More to Lucky's story
Lucky's uncle decided that he did not want to care for Lucky anymore, so, on December 29th he put him on a bus and sent him to other relatives, over 8 hours away. At the time, Lucky was told that he was going for a visit, but when he arrived he was told that he would not be returning to Lusaka. He cried and told them that he is supposed to be in school. Our hearts are breaking for this young man. He had never attended school before he began at RHO Appleseed. He was learning and thriving. He was happy. He loved helping around the school and with the smaller children. We are told that he has made a call to his uncle, asking to come back. The uncle said no. Since then, two of our teachers, John and Vincent, who are also double orphans, still living with relatives, have said that they would like to get a place and take Lucky in. These men are so very kind and we believe that this would be the best thing for Lucky. We have approached the aunt and uncle with this idea. They have agreed, but as of yet, have not gotten word to the relatives in the village. We are holding Lucky’s sponsorship money in hopes of getting him a bus ticket back to Bauleni and moved in with Teacher John and Teacher Vincent. We will not give up on getting him back. Vincent has an uncle who works for Child Welfare and we will go through the proper procedures to have Vincent or John designated as his legal guardian. We worry, though, about his spirt being broken in the mean time. We hope that he knows that we love him and are doing what we can to get him back to school. It is times like these that we wish we had our own property with student dorms.

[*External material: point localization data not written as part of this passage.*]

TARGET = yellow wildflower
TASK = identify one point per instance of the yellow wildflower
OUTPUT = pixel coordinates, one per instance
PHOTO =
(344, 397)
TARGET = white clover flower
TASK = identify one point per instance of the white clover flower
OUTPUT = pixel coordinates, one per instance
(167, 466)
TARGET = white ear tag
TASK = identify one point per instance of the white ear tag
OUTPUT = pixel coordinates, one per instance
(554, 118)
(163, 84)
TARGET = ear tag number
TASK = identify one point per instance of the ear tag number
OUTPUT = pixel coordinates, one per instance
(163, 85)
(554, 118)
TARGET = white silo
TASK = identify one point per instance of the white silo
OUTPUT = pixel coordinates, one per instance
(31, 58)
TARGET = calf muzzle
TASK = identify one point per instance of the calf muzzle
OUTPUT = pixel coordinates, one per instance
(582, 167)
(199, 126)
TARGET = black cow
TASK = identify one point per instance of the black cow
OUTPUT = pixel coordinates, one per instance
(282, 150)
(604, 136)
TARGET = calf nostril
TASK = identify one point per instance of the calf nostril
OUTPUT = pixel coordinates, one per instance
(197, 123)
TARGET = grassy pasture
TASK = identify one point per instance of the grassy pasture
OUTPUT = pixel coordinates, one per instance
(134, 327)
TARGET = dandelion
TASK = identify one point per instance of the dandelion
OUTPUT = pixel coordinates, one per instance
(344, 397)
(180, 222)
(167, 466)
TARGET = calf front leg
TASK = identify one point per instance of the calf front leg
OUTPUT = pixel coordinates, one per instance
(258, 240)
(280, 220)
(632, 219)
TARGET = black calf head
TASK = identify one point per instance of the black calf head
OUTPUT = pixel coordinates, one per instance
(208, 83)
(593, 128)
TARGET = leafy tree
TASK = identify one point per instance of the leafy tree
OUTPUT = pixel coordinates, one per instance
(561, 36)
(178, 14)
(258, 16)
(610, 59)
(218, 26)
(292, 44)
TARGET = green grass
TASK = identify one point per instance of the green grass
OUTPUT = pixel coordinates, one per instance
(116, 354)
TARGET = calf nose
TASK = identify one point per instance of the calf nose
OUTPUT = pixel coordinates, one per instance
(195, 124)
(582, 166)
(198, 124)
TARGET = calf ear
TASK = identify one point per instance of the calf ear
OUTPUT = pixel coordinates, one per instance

When we were ready to go shopping, Lucky had not yet arrived at the school. Mary knew that he was planning to go, so she went to his house to see why he wasn’t there. She found him sitting in the house looking very sad. His uncle and aunt were there as well. Upon entering, Mary saw the aunt and realized that she is a distant relative of hers. (Well, not really that distant.... Mary’s father had more than one wife while Mary was growing up, and this woman was one of his other daughters!) Mary asked the uncle, why Lucky was not at the school. The uncle said that he would not allow Lucky to go. He had no reason, other than simply being mean. We already knew that Lucky is not treated well by his caregivers. They make him do all of the chores for the family and he is often late for school and very tired because he has been working for them. The family has, in the past, threatened to send Lucky back to the village, where he would have nothing.
Mary, being the strong woman that she is, told the uncle that he cannot treat this boy the way that he does and if he continues, or if he sends him to the village, she will report him to the police. We are fortunate in that we have developed a very good relationship with the Bauleni police and they will help us in these types of situations. The uncle told Mary, that he did not know that it was her who ran the school, and he agreed to let him go shopping. Even though he let him go we were still concerned about what would happen when we bought food for Lucky. We hope to buy him enough with the next donation, for him to have dinners each night this month. He eats breakfast and lunch at school each Monday-Friday. He and Mary decided that it would be best if Mary could keep the food at her house and he could come there and she would feed him dinner. On the upside, Lucky has told Mary, that since she talked to his uncle and aunt, they have treated him much better!
With the initial sponsorship money, we took Lucky and some of the other kids shopping. He had a great time! He really liked a particular pair of jeans, but they didn’t have his size and would have used his whole budget for the day, so, instead he chose a pair of sweat pants, shorts, a new polo shirt and a pair of shoes.